Monday, December 15, 2014

Mom's business

I was all twisted up this morning, thinking of all that needed doing for my mom.  Makes me crazy.  Woke up, bam.  First thing on my mind.  Had my quiet-time anyway, which is so necessary to my sanity, prayed about my situation, then got to it.  First called my mom to find out what else she needed, then went to the store for her. Came home, made the spaghetti she wanted for my brothers' dinner with her on Wednesday, and then did schoolwork with the kids.  Then left again with the girls to clean Mom's house, and take her groceries.
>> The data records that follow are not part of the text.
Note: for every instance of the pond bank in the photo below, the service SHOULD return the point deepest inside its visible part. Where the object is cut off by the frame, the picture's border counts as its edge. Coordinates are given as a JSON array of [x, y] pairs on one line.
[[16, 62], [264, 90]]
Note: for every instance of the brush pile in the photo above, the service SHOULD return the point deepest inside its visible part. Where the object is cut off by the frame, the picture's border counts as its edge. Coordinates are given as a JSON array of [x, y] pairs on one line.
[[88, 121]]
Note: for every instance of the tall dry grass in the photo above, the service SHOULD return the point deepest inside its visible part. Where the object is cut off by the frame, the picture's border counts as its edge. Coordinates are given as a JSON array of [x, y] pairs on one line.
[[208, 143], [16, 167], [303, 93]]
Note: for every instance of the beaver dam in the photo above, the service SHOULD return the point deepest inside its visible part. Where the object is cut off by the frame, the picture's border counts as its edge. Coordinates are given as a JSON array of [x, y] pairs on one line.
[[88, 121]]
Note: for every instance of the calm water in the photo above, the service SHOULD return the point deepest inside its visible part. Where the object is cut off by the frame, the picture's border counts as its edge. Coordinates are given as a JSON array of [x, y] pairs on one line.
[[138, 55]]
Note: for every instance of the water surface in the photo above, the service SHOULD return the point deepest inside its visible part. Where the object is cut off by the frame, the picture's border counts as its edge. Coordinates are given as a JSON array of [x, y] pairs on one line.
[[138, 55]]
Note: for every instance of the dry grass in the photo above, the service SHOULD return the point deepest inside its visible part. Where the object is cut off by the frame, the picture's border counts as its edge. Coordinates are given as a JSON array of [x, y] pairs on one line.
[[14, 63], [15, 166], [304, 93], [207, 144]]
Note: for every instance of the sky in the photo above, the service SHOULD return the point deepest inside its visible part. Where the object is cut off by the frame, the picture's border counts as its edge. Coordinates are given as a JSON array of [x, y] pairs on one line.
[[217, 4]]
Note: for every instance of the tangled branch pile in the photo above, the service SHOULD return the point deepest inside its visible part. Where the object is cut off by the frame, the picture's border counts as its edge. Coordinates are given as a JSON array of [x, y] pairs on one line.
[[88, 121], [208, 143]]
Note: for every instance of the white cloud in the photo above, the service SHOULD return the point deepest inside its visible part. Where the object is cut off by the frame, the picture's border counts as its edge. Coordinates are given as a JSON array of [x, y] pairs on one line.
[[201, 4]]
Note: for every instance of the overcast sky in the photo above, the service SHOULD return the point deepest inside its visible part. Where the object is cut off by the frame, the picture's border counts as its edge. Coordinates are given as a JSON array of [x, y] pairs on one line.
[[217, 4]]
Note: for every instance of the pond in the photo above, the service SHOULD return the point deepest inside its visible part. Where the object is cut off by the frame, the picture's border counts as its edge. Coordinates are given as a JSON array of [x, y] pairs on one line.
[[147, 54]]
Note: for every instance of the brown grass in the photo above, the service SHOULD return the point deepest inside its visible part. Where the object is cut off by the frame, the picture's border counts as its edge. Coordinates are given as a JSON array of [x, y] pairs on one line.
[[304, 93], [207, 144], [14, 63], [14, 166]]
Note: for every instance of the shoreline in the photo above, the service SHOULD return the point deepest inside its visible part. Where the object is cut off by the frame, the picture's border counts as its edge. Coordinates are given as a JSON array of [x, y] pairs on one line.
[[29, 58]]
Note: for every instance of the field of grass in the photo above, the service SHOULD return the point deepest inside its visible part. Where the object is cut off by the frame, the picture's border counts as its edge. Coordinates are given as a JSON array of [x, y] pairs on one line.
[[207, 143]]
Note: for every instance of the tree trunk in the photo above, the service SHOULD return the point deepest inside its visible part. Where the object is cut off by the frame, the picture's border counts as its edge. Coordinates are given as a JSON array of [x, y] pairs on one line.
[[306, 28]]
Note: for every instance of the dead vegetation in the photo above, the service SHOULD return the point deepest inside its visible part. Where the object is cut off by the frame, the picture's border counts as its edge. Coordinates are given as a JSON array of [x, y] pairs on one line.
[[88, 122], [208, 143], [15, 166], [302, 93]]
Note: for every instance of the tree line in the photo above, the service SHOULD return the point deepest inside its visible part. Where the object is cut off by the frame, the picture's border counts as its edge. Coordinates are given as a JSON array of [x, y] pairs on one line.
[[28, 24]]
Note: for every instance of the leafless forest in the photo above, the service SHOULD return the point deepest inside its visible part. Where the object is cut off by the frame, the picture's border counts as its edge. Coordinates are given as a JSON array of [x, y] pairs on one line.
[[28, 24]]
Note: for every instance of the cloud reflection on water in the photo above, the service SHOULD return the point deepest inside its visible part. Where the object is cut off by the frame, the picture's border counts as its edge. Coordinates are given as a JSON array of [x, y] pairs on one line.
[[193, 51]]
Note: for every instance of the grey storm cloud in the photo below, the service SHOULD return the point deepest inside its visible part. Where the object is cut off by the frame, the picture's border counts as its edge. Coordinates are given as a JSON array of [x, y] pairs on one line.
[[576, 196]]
My bad attitude reared its head this morning when I realized I was making their dinner which I wouldn't be sharing.  Historically for me this has been a sore point.  My brother comes into town, my other brother goes over to Mom's as well, and the three of them share a meal.  Okay, so Gary says, "But you don't want to eat with them."  True story, but the fact remains I feel left out.  I'm never invited to be part of their gathering.  Yeah, immature.  Sue me.
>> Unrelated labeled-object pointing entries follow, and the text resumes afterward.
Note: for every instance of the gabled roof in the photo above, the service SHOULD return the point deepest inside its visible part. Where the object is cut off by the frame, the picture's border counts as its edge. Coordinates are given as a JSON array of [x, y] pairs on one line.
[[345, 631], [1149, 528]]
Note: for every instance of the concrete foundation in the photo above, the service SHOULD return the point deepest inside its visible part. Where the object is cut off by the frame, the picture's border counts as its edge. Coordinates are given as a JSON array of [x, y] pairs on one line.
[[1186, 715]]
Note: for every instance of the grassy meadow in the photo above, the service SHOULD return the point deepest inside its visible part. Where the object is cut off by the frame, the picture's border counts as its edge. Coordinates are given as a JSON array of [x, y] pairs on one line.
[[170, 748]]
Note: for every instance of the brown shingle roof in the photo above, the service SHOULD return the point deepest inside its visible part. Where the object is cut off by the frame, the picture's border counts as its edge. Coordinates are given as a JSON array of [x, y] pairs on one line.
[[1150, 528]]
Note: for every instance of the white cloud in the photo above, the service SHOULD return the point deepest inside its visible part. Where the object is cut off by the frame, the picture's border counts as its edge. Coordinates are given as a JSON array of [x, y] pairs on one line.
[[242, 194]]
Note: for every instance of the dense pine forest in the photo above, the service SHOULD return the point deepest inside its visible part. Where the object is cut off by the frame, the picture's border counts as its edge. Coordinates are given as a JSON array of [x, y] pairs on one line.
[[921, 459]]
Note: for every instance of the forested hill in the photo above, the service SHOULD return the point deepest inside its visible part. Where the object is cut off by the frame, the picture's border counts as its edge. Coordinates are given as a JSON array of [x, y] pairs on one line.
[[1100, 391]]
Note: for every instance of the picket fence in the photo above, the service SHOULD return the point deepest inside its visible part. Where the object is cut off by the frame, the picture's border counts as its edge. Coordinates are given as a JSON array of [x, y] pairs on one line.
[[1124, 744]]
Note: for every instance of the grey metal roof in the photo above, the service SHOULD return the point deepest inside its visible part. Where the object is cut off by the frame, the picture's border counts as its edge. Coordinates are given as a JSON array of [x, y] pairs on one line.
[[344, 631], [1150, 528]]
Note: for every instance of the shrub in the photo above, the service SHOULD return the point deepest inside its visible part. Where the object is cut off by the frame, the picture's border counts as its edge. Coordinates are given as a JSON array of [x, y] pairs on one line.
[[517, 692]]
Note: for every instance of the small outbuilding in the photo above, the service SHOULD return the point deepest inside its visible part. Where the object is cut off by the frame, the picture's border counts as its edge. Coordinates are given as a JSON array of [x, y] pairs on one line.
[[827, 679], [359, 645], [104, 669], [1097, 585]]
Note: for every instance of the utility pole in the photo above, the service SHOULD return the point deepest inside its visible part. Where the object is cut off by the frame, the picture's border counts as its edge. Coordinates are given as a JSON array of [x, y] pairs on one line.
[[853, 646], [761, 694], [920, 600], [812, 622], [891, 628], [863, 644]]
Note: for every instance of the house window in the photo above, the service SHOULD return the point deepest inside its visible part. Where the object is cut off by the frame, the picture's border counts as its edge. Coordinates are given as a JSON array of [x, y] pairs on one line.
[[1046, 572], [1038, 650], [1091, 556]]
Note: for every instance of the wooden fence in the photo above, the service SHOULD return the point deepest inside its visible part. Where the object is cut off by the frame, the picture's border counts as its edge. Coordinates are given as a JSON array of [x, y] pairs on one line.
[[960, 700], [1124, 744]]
So I have to get over my sour mood, make them food, clean house for my emotionally-detached brother's visit, and move on.  I can't hold onto the anger.  I've got no room for it, you know?

~ ~ ~

But I was so pleased at how her house shone after the little girls and I left.  It smelled good, there was food in the house, and she had her bath. I was satisfied.

We got back home after dark, and Gary met us outside.  He hugged me, and said he realized it was tough for me to be the one Mom always depended on, and he said the sweetest thing.  Funny, but sweet.  He said that while I sometimes had a bad attitude, I still did what needed doing for her.  I suck it up and do it.  True story.  There's nobody else who will.  I needed to hear that.

He allowed for me that it's hard, and that meant a lot.  I don't always have to be happy about what needs doing, but doing it is the main thing.  

Now, with my brother coming in town tomorrow, I'm off duty until the end of the week.  He leaves on Thursday.  A mental break for me, and she'll enjoy the company.  We all win.